Two announcements caught the eye this week, both featuring dominant web titan Google. The common thread was their involvement in the energy and utility world, but cover two distinct areas – in-home utility customer relationships, and Distributed Energy Resources (DERs).
The former is not as exciting as the latter, so we’ll get it out of the way first. Along with analytics firm Tendril, Google’s Home devices were used to let Indiana Michigan Power (I&M) customers ask Google Assistant for details about their bills and consumption. I&M is the first utility to have worked with Tendril to offer this feature, which can also provide customers with details on how to lower their energy usage.
Tendril is taking advantage of the 123mn homes that it says it has tapped, in order to harvest analytics-based insights from. These form the basis for the Tendril Platform, which in turn can then provide information to any device using Google Assistant – provided you’ve logged in and authenticated appropriately.
The data gathered from the utility, as well as in-home equipment if it is supported, can be processed by the Tendril Platform. These include the ecobee and Nest smart thermostats, the latter of which is of course a Google venture. Tendril claims it managed to reduce summertime HVAC load by 85% during demand response events, where its users are encouraged to allow Tendril to reach into their homes and control their appliances, in exchange for some form of recompense.
Which brings us on to Google’s second utility-focused announcement – its collaboration with Stanford University and SunTech as part of the US Department of Energy’s (DoE) ARPA-E (Advanced Research Projects Agency-Energy) Networks of Distributed Energy Systems (NODES) project. Again, as with Tendril, Google is taking an increased interest in how DERs can be incorporated into energy grids.
DERs include solar and wind, and require battery storage to accommodate the variable outputs of these renewable sources. In tandem, demand-response (DR) can better facilitate DERs as it would allow a utility to avoid spooling up fossil-fuel reserve capacity, or having to buy more expensive energy on the markets, by dynamically adjusting the demand-side consumption. In essence, turning a neighborhood’s HVAC systems’ draw down by a few % might avoid the need for firing up a gas peaker plant.
In the NODES project, the goal is to ‘coordinate and control consumer loads and DERs out to the absolute edge of the grid.’ SunTech is providing its Pico portfolio of variable speed motor controllers, which in this case are used to control those DER devices.
These effectively provide ‘smart’ functionality to any DER they are attached to, and also act as sensor hubs that can collect and transport data from additional sensors and devices at the edge. For most, this feature will be used for remote diagnostics and preventative maintenance, but feasibly, this feature could evolve into the Pico family becoming much more advanced controllers, and potentially network-edge processing nodes.
“I am glad that SunTech Drive joined Stanford University and Google in this DoE-funded initiative to advance the state of the art in the area of distributed energy systems. The envisioned technology could revolutionize the IoT control in the domain of electric motors, by enabling a bi-directional, cloud-based communication and control for a wide variety of residential and industrial loads,” said Ana Radovanovic, Research Scientist at Google.
SunTech says that the universal motor controllers have also been deployed in livestock cooling, water pumping, and oil and gas applications. It says that the NODES project will see it work on creating mechanisms that let electric utilities interact with individual nodes, using metadata schemas for both demand reduction and diversion load control – essentially spotting distinct patterns in the surround metadata that can be used to target more specific issues.
The NODES project, outlined here, is looking to enable 50% renewables penetration, hoping to facilitate this via new grid management and control processes. NODES is planning on creating a virtual energy storage system based on use of flexible load and DERs.

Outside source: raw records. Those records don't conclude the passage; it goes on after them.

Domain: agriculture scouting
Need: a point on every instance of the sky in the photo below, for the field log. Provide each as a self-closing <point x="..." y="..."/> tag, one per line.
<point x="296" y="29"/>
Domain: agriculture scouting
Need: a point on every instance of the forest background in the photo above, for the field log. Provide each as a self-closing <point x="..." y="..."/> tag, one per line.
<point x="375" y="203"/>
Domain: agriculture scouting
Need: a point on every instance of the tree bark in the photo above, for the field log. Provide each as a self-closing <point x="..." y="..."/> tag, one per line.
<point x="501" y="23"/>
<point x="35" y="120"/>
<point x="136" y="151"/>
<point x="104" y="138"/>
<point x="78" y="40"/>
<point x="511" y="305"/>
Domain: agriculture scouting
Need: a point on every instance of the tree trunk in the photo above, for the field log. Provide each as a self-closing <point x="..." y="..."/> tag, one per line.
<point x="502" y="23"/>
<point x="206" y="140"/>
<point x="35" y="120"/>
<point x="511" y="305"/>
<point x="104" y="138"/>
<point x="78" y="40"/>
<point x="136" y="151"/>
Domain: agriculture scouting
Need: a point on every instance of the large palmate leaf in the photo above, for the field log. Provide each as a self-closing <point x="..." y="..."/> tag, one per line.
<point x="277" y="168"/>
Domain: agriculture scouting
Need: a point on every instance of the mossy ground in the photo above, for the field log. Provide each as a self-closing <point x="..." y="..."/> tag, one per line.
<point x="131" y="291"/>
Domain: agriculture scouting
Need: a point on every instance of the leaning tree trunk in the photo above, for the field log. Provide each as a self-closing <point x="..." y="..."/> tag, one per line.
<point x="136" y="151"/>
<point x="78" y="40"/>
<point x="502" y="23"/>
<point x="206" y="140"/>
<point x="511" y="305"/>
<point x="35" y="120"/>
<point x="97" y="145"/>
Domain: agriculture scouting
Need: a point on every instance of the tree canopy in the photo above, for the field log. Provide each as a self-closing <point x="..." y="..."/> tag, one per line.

As ARPA-E puts it, “the challenge is to cost-effectively and reliably manage dynamic changes in the grid by leveraging these additional grid resources, while maintaining customer quality of service. The expected benefits include reduced periods of costly peak demand, reduced energy waste and increased penetration of renewable energy production.”
The energy grid throws up a lot of anxiety among politicians in this day and age. While reports of nation-state capabilities of inflicting outages on rivals seem overblown, the fact remains that the grids are largely old, centralized, and fairly dumb. Projects like NODES are an attempt to improve both efficiency and security, as well as improve environmental impact.
To that end, ARPA-E thinks that the target of 50% renewable generation could offset around 3.3 quads of thermal generation, and displace 290mn tons of CO2 emissions. For scale, a quad is roughly equivalent to 293 tWh of electrical consumption, 25.2mn tons of oil, 36mn tons of coal, or 8bn gallons of gasoline. ARPA-E also thinks the project could replace around 4.5 GW of generation reserves, saving around $3.3bn annually.
On a related not, Oracle says its Opower wing has saved 20 tWh of energy globally, since launching in 2008. Oracle bought Opower for $532mn in 2016, looking to get into the energy analytics market. Opower’s software and services have enabled energy efficiency programs that saved 9 tWh in the past two years, according to Oracle, which boasts that it is saving over seven times that of second-place Tendril.